Normative and International Human Rights Law Imperatives for Criminalizing Intimate Partner Sexual Violence: The Marital Rape Impunity in Comparative and Historical Perspective
The Right to Say No Marital Rape and Law Reform in Canada, Ghana, Kenya and Malawi, 2017, ISBN: 9781782258612
48 Pages Posted: 29 Jun 2018
Date Written: June 22, 2018
Abstract
In this third chapter of the book, The Right to Say No, Marital Rape and Law Reform in Canada, Ghana, Kenya and Malawi, (Hart, 2017) we provide a big-picture perspective on the long and bumpy road taken by many of the world’s countries in moving towards legal recognition that sexual assault can occur in a marital relationship and in the provision of a criminal law remedy for this form of gendered violence.
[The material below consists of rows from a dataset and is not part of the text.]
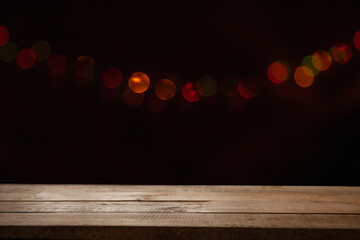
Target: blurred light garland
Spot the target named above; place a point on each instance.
(236, 91)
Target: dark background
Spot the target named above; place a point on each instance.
(287, 135)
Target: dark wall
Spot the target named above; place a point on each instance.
(286, 135)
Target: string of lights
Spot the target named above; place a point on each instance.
(165, 89)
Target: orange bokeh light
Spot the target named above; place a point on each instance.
(165, 89)
(57, 63)
(189, 92)
(139, 82)
(132, 99)
(4, 35)
(321, 60)
(26, 58)
(304, 77)
(111, 77)
(340, 52)
(357, 40)
(278, 72)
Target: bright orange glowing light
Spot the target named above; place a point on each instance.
(229, 86)
(278, 72)
(57, 63)
(340, 52)
(357, 40)
(247, 90)
(26, 58)
(139, 82)
(42, 50)
(4, 35)
(206, 86)
(132, 99)
(165, 89)
(111, 77)
(189, 92)
(304, 77)
(8, 52)
(321, 60)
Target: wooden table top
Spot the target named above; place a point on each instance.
(178, 212)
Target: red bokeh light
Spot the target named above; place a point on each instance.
(26, 58)
(112, 77)
(4, 35)
(189, 92)
(57, 63)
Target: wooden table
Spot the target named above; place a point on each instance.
(179, 212)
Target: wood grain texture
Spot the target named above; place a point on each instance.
(178, 212)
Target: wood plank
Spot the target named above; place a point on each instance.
(178, 233)
(176, 193)
(208, 220)
(243, 206)
(179, 212)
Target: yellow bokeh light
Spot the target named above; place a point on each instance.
(165, 89)
(139, 82)
(321, 60)
(304, 76)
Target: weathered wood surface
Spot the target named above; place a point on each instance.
(178, 212)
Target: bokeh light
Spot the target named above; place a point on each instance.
(340, 52)
(57, 63)
(308, 62)
(189, 92)
(356, 40)
(165, 89)
(112, 77)
(8, 52)
(206, 86)
(132, 99)
(304, 76)
(26, 58)
(4, 35)
(139, 82)
(229, 86)
(321, 60)
(248, 90)
(42, 50)
(84, 70)
(156, 105)
(278, 71)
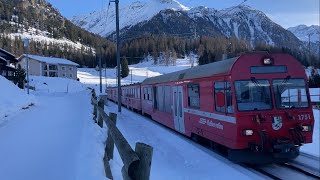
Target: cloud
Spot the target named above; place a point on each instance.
(287, 20)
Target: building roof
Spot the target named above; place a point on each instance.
(7, 56)
(206, 70)
(51, 60)
(3, 60)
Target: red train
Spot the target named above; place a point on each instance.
(257, 106)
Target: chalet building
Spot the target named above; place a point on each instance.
(49, 66)
(7, 59)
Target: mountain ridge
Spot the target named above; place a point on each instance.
(243, 22)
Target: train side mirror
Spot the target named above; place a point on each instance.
(220, 99)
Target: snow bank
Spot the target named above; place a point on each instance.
(12, 99)
(174, 156)
(55, 84)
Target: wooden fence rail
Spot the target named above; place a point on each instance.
(137, 164)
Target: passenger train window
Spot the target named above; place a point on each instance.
(193, 95)
(145, 93)
(149, 94)
(167, 99)
(225, 88)
(160, 99)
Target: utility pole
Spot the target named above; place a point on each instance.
(118, 55)
(131, 75)
(26, 45)
(309, 51)
(100, 69)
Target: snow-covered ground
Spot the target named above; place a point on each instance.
(12, 99)
(55, 85)
(314, 147)
(55, 139)
(175, 157)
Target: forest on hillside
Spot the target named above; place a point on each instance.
(19, 16)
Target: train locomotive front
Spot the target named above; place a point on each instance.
(256, 106)
(272, 108)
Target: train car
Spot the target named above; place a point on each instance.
(131, 96)
(112, 94)
(256, 105)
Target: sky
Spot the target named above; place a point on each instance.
(287, 13)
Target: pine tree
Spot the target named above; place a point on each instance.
(20, 76)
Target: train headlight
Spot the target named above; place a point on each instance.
(267, 61)
(306, 128)
(247, 132)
We begin the chapter by articulating our arguments about why engaging the power of criminal remedies is necessary to the struggle to end sexual violence against women in marriage, particularly with reference to criminal law’s importance in expressing fundamental social norms. Section II moves to a critical review of the historical origins and ideological justifications underpinning the marital rape exemption in diverse societies. We show how similar themes occur across very different social regimes.
This is followed in section III by a global, comparative analysis of the marital rape exemption and the criminalisation of marital rape in various countries of the world. We provide an overview of the historical and uneven progress towards providing criminal legal remedies for women sexually assaulted by their husbands or intimate partners in different legal systems around the world. In this section we also analyse and critique the two most comprehensive and recent databases of marital rape legislation around the world, provided by the World Bank and the United Nations, respectively.
Section IV provides an overview of the major human rights instruments and sources of legal authority that require states to criminalise sexual assault in marriage, including the instruments aimed at securing women’s equal rights and ending gendered violence. Our central argument is that international human rights law and the due-diligence standard provide powerful normative bases on which women’s movements and other social justice supporters can organise to end impunity for sexual violence in intimate relationships.